Friday, January 11, 2008

Making S3 Folders In Ruby

Amazon's S3 storage service is a really cool way to store and serve up massive quantities of data. Interestingly, it is more like a database than like a file system. Despite the convenience of referring to an object like "/path/to/thing.jpg" S3 really does not have any separate objects for "/path" or "/path/to". In fact, neither "/path" nor "/path/to" even exist.

This is why, when you store an S3 object, the name it is given is called "key" instead of "filename". It functions like a database key, returning a file. However, as very "ultra hipster Web 2.0" as this may be, it is still convenient to browse a large collection of files by using a familiar directory/sub-directory/etc.

In fact, all of the S3 utilities that I use allow you to create a folder inside of a bucket, and sub-folders inside of that etc. But I did not see any programmatic facility for creating a folder independent of any object inside of S3. If you have been paying attention, you remember that in S3 there is no such thing as a directory! So how do these nice GUI browsers do it?

I did some Googling, but no luck, beyond "it couldn't be done". Since I had two different programs that already did it, I knew THAT wasn't the case. It took a little old-fashioned investigation... I looked directly at the output from a query to a bucket that had the little folders in them already.

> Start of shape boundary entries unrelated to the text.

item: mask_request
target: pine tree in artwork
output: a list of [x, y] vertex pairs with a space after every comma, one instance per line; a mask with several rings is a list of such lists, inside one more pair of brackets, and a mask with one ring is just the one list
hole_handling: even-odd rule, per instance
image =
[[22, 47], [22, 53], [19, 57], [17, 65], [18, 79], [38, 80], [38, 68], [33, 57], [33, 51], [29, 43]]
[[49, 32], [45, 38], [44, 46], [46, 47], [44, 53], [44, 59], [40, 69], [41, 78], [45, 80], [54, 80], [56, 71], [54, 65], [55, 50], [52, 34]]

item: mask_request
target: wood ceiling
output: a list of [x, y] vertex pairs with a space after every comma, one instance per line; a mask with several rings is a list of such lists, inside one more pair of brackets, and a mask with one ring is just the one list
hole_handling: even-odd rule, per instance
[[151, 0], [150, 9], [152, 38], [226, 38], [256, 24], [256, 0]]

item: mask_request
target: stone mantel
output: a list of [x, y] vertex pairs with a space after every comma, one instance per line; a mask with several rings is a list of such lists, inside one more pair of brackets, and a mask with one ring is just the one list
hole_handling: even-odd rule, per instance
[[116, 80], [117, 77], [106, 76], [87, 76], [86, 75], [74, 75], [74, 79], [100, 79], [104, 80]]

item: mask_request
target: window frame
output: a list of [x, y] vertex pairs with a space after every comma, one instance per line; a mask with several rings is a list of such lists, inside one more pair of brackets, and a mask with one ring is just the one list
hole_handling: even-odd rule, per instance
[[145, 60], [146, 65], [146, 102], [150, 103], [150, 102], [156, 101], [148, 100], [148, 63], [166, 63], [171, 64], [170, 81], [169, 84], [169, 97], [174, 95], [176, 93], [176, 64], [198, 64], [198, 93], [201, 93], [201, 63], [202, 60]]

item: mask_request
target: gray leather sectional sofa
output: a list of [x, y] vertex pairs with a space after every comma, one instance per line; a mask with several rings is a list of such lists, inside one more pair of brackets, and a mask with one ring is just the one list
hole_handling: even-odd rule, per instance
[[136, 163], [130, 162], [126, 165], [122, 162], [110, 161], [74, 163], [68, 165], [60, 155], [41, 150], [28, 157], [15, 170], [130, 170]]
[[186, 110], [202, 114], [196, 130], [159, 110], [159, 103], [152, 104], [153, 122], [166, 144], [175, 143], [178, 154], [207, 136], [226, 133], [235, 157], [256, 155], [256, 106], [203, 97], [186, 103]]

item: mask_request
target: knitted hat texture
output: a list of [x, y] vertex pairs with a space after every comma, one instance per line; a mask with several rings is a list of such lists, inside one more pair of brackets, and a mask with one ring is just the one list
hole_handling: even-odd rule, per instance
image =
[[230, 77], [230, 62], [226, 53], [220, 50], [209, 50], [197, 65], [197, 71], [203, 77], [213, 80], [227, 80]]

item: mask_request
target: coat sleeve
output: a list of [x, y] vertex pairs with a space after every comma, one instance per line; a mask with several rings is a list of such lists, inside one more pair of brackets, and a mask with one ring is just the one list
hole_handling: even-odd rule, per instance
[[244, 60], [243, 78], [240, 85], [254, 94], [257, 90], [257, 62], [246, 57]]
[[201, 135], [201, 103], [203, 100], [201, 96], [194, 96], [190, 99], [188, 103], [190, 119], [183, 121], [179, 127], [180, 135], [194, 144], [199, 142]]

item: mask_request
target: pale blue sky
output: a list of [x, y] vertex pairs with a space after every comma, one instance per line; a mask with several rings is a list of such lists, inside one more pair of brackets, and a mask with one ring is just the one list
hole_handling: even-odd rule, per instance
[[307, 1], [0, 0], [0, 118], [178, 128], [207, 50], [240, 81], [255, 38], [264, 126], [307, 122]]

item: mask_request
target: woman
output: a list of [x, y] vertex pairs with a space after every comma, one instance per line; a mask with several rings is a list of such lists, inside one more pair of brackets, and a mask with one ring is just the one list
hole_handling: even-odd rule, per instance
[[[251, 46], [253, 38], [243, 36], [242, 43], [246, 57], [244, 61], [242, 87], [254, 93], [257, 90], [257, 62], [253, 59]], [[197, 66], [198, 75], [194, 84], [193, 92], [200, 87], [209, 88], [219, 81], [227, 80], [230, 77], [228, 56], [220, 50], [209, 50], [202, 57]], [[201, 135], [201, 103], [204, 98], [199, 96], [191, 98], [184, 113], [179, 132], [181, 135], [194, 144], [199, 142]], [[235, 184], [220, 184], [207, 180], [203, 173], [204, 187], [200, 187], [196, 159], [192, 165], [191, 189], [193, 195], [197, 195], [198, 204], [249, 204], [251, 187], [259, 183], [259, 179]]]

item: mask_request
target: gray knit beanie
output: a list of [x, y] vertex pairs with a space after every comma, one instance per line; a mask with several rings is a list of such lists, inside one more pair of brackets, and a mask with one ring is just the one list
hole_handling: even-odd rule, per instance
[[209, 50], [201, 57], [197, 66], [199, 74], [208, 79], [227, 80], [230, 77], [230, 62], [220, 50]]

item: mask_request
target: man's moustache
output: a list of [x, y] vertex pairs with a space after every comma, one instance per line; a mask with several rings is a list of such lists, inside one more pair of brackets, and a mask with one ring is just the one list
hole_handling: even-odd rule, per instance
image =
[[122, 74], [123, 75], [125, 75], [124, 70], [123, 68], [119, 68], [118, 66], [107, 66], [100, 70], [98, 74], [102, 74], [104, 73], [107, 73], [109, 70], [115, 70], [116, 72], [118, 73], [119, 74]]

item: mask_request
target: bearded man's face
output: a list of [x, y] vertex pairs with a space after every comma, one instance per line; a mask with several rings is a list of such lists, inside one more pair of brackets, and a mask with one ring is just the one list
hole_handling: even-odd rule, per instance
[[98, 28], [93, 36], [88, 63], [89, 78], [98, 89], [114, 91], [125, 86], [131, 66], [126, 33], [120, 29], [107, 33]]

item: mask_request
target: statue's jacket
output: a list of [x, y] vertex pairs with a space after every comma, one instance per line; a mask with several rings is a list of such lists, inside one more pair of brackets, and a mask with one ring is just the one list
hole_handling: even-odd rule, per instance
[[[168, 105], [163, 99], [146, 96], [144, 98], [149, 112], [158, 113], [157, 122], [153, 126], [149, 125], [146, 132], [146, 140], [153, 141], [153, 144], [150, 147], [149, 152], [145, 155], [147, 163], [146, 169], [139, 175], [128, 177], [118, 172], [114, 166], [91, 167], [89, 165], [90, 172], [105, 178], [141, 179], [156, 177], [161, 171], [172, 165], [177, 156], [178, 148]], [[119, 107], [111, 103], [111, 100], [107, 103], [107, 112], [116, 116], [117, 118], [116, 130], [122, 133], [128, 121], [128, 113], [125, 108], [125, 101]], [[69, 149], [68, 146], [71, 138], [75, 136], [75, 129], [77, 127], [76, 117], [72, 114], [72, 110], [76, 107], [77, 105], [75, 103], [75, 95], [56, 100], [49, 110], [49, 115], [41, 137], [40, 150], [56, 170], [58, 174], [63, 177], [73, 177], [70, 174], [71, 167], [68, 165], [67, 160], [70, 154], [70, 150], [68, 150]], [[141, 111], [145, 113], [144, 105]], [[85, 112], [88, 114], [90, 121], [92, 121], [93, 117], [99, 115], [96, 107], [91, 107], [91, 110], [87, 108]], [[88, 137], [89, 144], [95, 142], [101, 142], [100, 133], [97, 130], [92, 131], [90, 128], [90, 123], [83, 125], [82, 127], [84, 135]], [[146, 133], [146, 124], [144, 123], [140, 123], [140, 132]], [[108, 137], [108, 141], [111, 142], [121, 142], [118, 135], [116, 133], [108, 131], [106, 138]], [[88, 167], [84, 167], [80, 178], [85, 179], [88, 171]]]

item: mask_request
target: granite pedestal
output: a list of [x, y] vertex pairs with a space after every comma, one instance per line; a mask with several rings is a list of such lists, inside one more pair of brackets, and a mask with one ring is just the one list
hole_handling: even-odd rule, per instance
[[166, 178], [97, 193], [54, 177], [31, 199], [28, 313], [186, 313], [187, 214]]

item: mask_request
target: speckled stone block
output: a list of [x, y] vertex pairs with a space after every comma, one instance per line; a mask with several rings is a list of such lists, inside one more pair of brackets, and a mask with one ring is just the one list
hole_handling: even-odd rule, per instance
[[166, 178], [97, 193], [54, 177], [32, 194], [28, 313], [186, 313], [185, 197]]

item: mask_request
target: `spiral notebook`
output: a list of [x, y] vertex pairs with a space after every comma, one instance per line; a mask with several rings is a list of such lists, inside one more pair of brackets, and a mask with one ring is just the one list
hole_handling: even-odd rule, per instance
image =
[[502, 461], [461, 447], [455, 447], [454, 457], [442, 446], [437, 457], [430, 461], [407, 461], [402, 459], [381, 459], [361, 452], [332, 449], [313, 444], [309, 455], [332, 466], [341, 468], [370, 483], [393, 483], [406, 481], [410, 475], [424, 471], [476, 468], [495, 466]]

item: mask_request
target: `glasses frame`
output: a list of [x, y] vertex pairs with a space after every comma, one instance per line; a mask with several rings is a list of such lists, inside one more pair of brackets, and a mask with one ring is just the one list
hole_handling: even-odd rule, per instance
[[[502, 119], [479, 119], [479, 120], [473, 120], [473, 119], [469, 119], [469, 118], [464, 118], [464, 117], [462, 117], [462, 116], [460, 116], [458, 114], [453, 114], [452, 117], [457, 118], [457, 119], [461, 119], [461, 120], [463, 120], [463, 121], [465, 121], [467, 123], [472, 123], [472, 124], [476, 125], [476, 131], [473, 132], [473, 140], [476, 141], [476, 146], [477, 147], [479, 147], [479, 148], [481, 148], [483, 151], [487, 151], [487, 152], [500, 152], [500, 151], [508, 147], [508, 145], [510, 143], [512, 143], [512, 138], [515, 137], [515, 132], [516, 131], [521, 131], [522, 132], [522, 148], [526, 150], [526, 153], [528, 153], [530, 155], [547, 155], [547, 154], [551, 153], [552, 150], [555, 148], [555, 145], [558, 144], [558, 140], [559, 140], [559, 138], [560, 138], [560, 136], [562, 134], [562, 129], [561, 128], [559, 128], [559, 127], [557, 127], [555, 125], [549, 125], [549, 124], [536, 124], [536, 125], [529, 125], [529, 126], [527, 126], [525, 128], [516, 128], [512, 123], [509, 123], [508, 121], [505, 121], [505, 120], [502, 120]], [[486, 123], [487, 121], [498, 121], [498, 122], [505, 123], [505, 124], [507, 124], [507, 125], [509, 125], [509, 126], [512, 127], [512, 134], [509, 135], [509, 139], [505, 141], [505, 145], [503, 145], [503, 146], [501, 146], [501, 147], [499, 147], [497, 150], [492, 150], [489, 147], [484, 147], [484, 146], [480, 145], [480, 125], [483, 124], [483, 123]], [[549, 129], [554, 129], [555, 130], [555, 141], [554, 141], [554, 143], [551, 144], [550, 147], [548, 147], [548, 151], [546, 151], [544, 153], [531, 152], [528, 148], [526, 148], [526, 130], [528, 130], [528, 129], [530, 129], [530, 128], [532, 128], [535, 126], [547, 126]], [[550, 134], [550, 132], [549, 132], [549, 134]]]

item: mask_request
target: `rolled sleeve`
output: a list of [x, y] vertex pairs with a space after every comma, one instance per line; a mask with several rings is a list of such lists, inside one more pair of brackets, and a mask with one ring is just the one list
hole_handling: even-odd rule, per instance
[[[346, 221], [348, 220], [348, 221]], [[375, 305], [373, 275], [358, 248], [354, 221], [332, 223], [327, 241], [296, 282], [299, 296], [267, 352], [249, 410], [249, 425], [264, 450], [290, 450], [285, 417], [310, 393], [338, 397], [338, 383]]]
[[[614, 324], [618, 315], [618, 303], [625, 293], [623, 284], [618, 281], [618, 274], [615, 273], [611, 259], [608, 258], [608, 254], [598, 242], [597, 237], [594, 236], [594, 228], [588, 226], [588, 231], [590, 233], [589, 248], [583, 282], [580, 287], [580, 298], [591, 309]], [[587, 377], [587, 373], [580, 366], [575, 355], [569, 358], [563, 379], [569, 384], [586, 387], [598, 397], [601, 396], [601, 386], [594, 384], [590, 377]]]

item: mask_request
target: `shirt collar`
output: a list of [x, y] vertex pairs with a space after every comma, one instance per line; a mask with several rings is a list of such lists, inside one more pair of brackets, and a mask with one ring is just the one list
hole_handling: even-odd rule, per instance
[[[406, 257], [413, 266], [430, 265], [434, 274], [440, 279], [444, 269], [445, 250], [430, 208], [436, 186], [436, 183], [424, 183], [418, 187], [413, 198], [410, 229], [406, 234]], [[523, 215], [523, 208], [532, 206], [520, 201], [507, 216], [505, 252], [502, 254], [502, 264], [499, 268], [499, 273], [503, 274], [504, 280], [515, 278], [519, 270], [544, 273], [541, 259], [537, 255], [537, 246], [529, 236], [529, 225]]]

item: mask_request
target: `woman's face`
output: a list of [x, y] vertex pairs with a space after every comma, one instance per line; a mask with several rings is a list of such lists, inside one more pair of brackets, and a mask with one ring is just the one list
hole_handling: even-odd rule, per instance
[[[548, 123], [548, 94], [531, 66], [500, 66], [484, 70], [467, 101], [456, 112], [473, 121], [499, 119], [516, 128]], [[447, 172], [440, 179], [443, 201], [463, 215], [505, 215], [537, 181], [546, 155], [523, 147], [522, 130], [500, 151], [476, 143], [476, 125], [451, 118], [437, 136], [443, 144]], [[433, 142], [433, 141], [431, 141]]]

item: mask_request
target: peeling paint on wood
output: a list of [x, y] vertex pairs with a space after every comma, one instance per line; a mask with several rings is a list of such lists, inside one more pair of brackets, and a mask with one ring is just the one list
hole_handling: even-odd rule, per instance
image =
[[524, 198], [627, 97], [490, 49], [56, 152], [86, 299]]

Lo and behold, it turns out, they cheat, by creating a specially named object for each "directory". For a directory named "/path", you would create an object with the key "path_$folder$", and for a directory named "/path/to", you create an object with the key "path/to_$folder$". Then to get a directory listing for "/path" you just do a query on S3 for all object whose key starts with "/path". Ignore any objects that end with "_$folder$" and there you have it: S3 folders.

I decided that it would be nice if the aws/s3 gem would support this foldering the same way that copying a file within a file system does: if the enclosing directories do not exist, they are created before the file copy.

Thanks to the beauty of modern dynamic languages, I was easily able to put together a little monkeypatch for aws/S3 to the S3Object class, that handles this.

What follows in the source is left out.